Drug manufacturer Purdue Pharma is now testing its proprietary formula for OxyContin on children as young as 6, according to the Daily, in what appears to be a bid to extend the life of a patent set to expire next year.
OxyContin is a formulation of oxycodone, the opioid that for years was the scourge of South Florida, bringing customers from all over the southern United States to pill mills like those of Christopher and Jeff George, who shoveled out millions of dollars in bogus painkiller prescriptions to anybody who could snag a fake MRI. Another pill-mill operator, Vincent Colangelo, was sentenced to 20 years in prison Friday, and federal authorities confiscated 49 cars bought with drug money.

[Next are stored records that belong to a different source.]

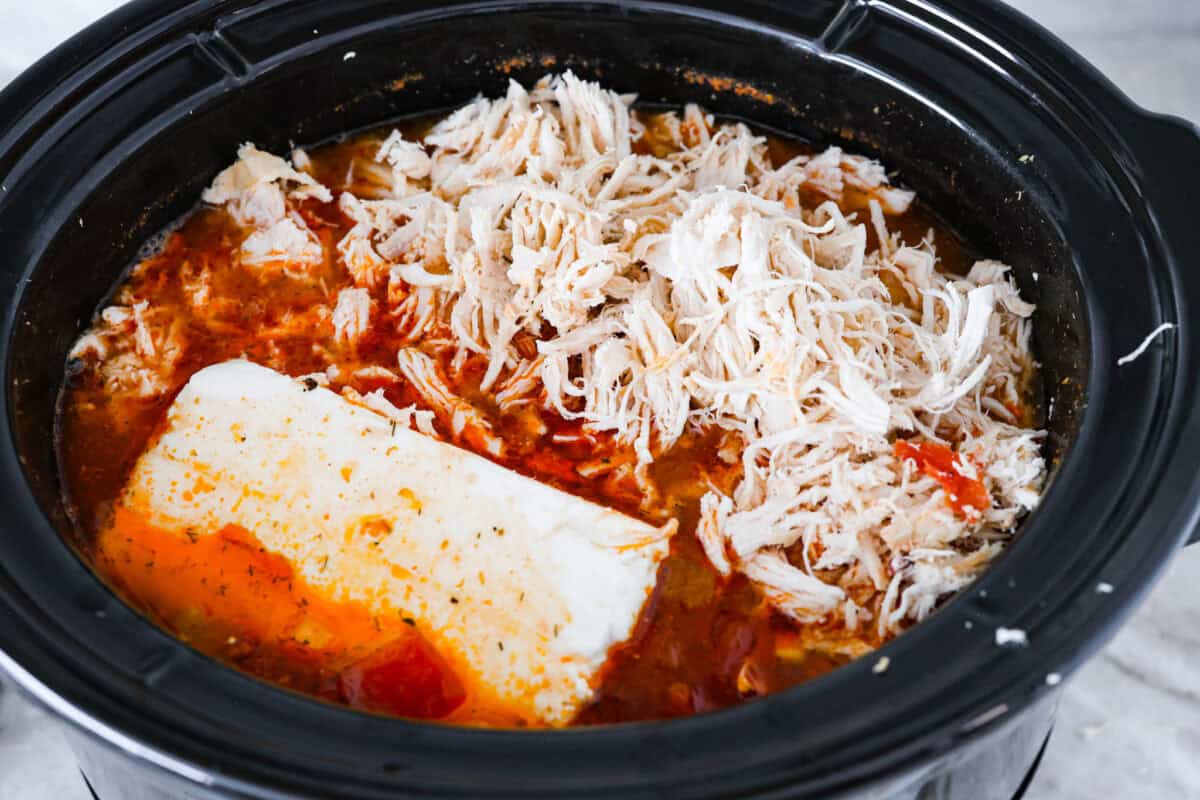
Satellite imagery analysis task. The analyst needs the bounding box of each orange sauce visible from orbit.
[99,507,532,724]
[58,112,983,725]
[894,439,990,519]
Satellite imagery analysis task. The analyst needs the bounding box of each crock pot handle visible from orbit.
[1129,114,1200,547]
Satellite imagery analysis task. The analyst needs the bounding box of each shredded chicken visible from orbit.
[203,144,330,275]
[332,287,372,345]
[203,143,332,221]
[395,349,505,457]
[341,386,439,437]
[494,357,544,411]
[376,130,433,197]
[69,301,184,399]
[75,72,1046,637]
[240,215,324,272]
[330,72,1045,633]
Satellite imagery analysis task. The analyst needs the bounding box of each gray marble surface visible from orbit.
[0,1,1197,798]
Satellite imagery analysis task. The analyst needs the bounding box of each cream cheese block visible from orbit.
[115,360,674,725]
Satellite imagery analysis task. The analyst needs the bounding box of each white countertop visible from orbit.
[1,2,1197,798]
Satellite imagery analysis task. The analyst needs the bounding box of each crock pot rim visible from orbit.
[1,0,1198,797]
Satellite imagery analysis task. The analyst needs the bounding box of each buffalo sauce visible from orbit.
[97,507,527,724]
[58,115,984,726]
[893,439,990,519]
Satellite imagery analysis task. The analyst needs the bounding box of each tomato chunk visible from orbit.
[337,628,466,719]
[894,439,990,518]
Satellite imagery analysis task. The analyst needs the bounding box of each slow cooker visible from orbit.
[0,1,1198,797]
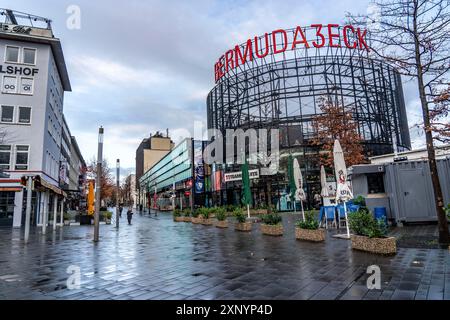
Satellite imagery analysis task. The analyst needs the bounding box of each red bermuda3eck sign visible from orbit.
[214,24,370,82]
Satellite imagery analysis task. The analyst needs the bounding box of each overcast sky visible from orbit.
[2,0,426,174]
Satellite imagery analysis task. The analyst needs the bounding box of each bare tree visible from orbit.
[311,97,367,167]
[86,158,115,206]
[348,0,450,244]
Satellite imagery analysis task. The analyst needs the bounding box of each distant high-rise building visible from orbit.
[135,131,174,207]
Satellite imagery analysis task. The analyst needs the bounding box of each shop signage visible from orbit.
[0,23,32,35]
[214,24,370,82]
[224,169,259,182]
[0,65,39,76]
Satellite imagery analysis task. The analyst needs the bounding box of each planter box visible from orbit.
[235,222,252,232]
[105,219,111,225]
[191,217,203,224]
[201,218,213,225]
[174,216,184,222]
[295,227,325,242]
[64,220,70,226]
[183,216,192,222]
[261,224,283,236]
[215,220,228,228]
[351,234,397,255]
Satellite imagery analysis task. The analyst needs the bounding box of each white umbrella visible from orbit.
[320,165,329,197]
[333,139,353,238]
[293,158,306,220]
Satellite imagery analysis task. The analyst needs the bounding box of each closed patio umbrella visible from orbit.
[293,157,306,220]
[333,139,353,238]
[241,157,252,218]
[320,165,329,197]
[287,155,297,212]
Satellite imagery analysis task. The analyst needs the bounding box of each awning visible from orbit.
[0,187,22,192]
[34,176,67,197]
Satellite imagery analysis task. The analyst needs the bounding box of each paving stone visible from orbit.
[0,212,448,300]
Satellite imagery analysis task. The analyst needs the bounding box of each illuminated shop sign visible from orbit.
[214,24,370,82]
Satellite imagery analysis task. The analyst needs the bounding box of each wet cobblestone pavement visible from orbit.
[0,211,449,300]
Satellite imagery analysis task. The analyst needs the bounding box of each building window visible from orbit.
[2,76,17,94]
[0,191,15,220]
[1,105,14,123]
[15,145,29,170]
[367,173,385,194]
[5,46,19,63]
[22,48,36,65]
[18,107,32,124]
[0,145,11,170]
[19,77,34,95]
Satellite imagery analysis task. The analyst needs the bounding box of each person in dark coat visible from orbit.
[126,207,133,225]
[119,205,123,218]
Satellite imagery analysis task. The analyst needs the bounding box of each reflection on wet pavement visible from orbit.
[0,211,449,300]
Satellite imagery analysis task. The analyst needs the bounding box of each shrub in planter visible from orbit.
[63,212,71,225]
[182,209,192,222]
[191,209,203,224]
[295,211,325,242]
[234,208,252,231]
[260,213,283,236]
[214,207,228,228]
[445,203,450,221]
[200,208,213,225]
[173,209,184,222]
[103,211,113,224]
[348,210,396,255]
[352,195,366,207]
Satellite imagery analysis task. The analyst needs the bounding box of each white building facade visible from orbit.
[0,10,72,228]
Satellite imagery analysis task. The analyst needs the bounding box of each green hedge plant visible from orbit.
[215,208,227,221]
[182,209,191,217]
[348,209,387,238]
[445,204,450,221]
[233,208,246,223]
[173,209,182,217]
[296,211,319,230]
[261,213,282,225]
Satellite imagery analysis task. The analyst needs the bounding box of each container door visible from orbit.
[399,168,432,220]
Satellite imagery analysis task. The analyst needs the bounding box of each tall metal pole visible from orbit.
[190,138,194,213]
[94,127,104,242]
[24,176,33,243]
[116,159,120,228]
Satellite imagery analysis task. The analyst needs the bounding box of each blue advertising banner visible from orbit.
[194,140,204,193]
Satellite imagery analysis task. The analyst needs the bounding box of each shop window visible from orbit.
[23,48,36,65]
[367,173,385,194]
[15,145,29,170]
[5,46,19,63]
[0,145,11,170]
[1,105,14,123]
[18,107,32,124]
[0,191,15,220]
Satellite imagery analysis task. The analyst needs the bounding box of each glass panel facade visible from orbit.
[140,139,193,192]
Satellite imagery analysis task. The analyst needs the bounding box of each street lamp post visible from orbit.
[116,159,120,228]
[94,126,104,242]
[24,175,33,243]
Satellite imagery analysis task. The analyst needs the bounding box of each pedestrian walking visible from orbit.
[119,204,123,218]
[127,207,133,225]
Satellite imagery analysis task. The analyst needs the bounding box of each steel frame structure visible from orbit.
[207,26,411,157]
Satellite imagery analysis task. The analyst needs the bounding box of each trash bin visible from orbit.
[374,207,387,225]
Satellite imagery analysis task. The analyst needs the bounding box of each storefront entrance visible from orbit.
[0,191,15,226]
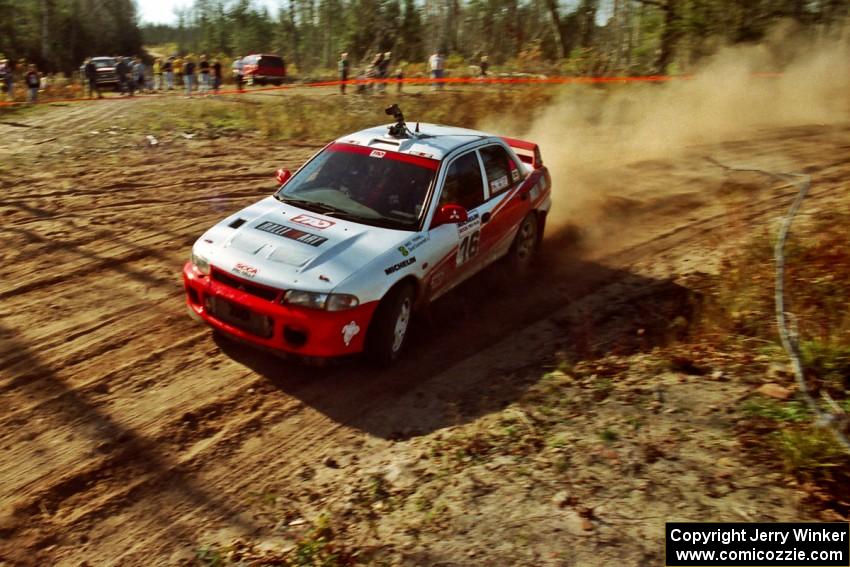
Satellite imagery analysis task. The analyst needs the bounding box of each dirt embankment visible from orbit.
[0,76,848,566]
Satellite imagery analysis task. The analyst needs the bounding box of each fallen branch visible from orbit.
[706,157,849,454]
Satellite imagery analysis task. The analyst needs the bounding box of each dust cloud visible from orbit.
[486,27,850,241]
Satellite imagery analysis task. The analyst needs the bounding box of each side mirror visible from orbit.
[431,204,468,228]
[275,168,292,185]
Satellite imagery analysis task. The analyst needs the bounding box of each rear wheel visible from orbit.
[507,213,539,275]
[366,283,415,366]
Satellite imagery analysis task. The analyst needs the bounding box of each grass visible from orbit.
[773,427,850,479]
[742,398,811,423]
[117,86,558,142]
[195,514,359,566]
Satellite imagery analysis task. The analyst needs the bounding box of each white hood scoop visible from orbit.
[268,246,313,267]
[226,232,272,256]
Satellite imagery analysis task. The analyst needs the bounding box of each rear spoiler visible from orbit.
[502,137,543,169]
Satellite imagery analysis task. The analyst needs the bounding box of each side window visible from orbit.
[440,152,485,211]
[479,145,520,198]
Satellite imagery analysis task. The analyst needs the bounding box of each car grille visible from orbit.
[211,270,281,301]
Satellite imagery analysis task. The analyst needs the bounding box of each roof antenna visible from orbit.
[385,104,408,138]
[415,122,420,133]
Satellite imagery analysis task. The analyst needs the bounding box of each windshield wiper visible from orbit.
[277,195,365,221]
[276,195,336,213]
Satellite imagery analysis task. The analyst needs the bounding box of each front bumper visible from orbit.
[183,262,377,357]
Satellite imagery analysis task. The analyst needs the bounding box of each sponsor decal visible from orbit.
[255,221,328,247]
[290,213,335,230]
[232,262,258,278]
[511,169,521,182]
[457,211,481,237]
[398,245,409,257]
[385,257,416,275]
[402,234,428,252]
[489,174,510,193]
[342,320,361,346]
[369,150,386,158]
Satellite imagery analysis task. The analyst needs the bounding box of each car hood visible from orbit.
[196,196,411,292]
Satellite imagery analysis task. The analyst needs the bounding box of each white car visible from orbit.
[183,107,552,364]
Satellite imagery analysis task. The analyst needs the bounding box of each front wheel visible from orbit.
[507,213,539,275]
[366,283,415,366]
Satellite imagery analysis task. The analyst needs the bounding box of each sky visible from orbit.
[137,0,280,26]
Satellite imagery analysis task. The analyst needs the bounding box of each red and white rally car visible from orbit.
[183,106,551,364]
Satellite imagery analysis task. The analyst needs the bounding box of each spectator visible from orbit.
[212,59,222,94]
[25,64,39,103]
[395,63,404,93]
[173,55,184,88]
[0,59,12,100]
[480,55,489,77]
[153,57,162,90]
[232,55,244,92]
[199,54,210,94]
[429,50,445,90]
[370,52,384,94]
[84,57,102,99]
[163,56,174,90]
[378,51,391,93]
[133,58,145,94]
[338,52,349,95]
[183,57,195,96]
[115,56,128,95]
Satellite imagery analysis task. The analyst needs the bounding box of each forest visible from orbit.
[1,0,848,75]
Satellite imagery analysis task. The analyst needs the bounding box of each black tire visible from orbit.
[507,213,539,276]
[366,283,415,366]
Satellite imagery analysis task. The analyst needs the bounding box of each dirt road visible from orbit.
[1,97,848,565]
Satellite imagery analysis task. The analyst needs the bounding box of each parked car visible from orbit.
[241,54,286,86]
[79,57,120,88]
[183,106,552,364]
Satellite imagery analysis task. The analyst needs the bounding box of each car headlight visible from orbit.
[191,251,210,275]
[283,290,359,311]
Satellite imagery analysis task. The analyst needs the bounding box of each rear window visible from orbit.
[259,56,284,68]
[93,59,115,68]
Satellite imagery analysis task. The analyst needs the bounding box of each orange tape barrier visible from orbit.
[0,72,784,108]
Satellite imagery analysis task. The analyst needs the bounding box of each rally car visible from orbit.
[183,106,551,364]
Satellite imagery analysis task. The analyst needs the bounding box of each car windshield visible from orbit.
[275,143,437,231]
[94,59,115,68]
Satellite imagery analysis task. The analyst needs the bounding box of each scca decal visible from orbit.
[232,263,258,278]
[385,257,416,275]
[290,213,335,230]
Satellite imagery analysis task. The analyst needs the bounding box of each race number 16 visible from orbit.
[457,231,480,266]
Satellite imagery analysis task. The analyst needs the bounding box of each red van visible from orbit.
[242,54,286,86]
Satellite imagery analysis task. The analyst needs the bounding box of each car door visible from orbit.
[425,150,487,299]
[476,143,527,266]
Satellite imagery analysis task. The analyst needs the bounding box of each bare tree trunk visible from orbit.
[42,0,51,65]
[655,0,678,74]
[544,0,568,59]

Purdue is pushing the Food and Drug Administration to approve the drug for use by children, ostensibly because it would help treat conditions causing serious pain. But Oxy is a critical part of Purdue's bottom line -- it's estimated to have pulled in $2.8 billion for the company last year alone, and the company was assessed $635 million in fines in 2007 after it was revealed that it intentionally misled the public and the medical field about how addictive the drug could be.
So some of the Daily's sources are skeptical about the company's motives behind the most recent venture into pediatrics, with one expert saying, "They are doing [the pediatric trial] for patent exclusivity, there's no doubt about it in my mind -- not out of largesse."